Les onze personnalités flamandes qui ont décidé de mettre en demeure les quatre gouvernements de notre pays (Flamand, Bruxellois, Wallon et fédéral) revendiquent une politique climatique plus ferme et dénoncent la négligence. Ils défendent qu’il faut prendre des mesures urgentes afin d’organiser la transition dans notre société vers une économie pauvre en CO2. Un événement a rassemblé 600 personnes lundi 1er décembre soir au Vooruit à Gand pour faire l’annonce de cette plainte.

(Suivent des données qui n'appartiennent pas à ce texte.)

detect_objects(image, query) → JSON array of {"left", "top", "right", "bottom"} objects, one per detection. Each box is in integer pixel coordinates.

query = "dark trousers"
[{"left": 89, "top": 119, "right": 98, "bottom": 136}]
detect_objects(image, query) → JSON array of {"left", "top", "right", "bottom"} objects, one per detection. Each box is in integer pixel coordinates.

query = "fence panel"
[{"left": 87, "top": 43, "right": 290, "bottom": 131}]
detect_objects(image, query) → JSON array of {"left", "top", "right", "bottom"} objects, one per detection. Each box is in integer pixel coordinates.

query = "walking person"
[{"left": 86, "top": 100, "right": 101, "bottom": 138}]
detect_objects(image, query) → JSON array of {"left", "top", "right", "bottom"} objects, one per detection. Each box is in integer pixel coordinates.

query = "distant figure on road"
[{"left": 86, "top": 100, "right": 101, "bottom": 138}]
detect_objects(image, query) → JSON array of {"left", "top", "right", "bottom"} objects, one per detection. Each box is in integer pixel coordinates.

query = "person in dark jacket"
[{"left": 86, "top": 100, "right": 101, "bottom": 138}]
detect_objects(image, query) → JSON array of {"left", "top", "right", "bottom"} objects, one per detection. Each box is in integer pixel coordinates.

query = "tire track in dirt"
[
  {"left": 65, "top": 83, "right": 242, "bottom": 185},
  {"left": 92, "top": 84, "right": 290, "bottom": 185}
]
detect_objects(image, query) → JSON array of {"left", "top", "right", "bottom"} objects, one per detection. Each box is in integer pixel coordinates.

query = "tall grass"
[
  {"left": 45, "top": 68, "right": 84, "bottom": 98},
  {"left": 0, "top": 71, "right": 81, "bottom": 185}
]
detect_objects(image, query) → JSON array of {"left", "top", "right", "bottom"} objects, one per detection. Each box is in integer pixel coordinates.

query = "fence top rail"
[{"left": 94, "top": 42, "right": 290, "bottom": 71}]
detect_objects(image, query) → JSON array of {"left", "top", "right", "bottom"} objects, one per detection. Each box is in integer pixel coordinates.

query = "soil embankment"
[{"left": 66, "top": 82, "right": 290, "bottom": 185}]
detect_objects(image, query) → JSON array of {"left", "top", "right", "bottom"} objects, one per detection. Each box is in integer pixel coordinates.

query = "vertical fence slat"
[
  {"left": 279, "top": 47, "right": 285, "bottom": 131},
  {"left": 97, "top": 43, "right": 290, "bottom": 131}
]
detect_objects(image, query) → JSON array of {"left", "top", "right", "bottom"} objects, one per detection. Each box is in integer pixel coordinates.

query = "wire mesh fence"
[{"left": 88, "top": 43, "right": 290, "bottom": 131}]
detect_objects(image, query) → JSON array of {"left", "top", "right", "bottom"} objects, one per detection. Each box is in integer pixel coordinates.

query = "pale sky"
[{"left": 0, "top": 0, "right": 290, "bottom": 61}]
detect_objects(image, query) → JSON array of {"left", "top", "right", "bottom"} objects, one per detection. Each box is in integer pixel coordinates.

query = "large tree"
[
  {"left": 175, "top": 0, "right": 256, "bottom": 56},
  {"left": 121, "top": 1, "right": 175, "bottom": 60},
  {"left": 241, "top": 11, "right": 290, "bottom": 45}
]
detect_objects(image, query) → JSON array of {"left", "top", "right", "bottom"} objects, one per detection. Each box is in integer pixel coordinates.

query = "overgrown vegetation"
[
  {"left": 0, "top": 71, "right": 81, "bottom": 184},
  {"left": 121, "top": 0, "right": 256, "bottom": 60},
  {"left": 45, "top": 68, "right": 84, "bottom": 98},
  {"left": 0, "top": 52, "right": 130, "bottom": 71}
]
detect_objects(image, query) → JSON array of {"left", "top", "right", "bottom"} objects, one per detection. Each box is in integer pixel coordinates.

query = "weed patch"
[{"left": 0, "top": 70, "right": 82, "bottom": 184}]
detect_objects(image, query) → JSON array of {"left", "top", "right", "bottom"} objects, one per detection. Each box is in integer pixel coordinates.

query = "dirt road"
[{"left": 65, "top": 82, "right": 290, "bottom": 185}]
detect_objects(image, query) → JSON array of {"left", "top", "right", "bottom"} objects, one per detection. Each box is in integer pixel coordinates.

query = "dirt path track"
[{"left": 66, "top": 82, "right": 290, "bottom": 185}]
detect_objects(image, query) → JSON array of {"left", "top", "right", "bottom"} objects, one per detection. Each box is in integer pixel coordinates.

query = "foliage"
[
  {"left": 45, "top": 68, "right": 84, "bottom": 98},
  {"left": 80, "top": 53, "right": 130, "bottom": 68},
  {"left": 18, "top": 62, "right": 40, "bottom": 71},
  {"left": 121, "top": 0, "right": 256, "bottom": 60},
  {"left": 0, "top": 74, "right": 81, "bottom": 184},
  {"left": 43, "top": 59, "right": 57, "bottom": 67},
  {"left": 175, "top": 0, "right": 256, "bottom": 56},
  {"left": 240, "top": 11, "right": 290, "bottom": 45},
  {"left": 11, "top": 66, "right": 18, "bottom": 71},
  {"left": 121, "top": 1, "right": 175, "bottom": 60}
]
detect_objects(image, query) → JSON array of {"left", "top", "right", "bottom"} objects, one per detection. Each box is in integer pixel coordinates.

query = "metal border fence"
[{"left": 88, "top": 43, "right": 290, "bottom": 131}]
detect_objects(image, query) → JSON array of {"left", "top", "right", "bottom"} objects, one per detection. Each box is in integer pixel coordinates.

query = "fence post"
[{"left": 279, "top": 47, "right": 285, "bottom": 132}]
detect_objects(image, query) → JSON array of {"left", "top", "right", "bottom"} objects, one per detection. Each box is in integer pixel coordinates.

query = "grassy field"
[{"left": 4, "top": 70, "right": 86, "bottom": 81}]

Parmi les participants, Peter Mertens, président du PTB : « Il est minuit moins cinq pour le climat. Malgré les preuves scientifiques et les accords internationaux, la Belgique n’a fixé aucun objectif climatique, et malgré les nombreuses promesses, notre pays n’a toujours pas versé le moindre centime au Fonds vert de l’ONU. Cette semaine lors du sommet de Lima, notre pays s’est d’ailleurs vu attribuer le Prix Fossile du jour remis par un réseau d’ONG pour dénoncer les mauvais élèves en matière d’environnement. »

Selon la ministre flamande Joke Schauvliege (CD&V), nous sommes tous coresponsables du réchauffement climatique, mais Peter Mertens n’est pas du tout d’accord avec cela : « Madame Schauvliege rejette la faute sur les gens, alors qu’ils n’y sont pour rien. Au contraire, le gouvernement dont la politique climatique est un échec porte ici une lourde responsabilité. Est-ce la faute de la population si la ministre Schauvliege préfère acheter de l’air propre à l’étranger plutôt que de limiter les émissions de CO2 dans son propre pays ? Est-ce notre faute si le gouvernement a décidé de prolonger la vie des centrales nucléaires de GDF Suez plutôt que d’investir dans la production d’une énergie durable ? Est-ce notre faute si les transports publics sont démantelés, alors que nous manquons cruellement d’alternatives au trafic automobile ? »

Pour le PTB, le climat est bien trop important que pour le laisser aux mains du libre marché, a déclaré Peter Mertens. « Pour reprendre les mots de Naomi Klein, on ne peut pas sauver et le climat, et le capitalisme. Sauvons donc le climat. Il nous faut reprendre le contrôle sur la direction que doit suivre notre société. Tout ce qui intéresse les multinationales c’est le profit maximum, et non le climat et les besoins sociaux de la collectivité ». Dans son plan Cactus, le PTB plaide pour un renouveau écologique, et notamment des investissements publics d’envergure dans la production d’énergie durable, dans les transports publics, dans l’efficacité énergétique et l’innovation écologique.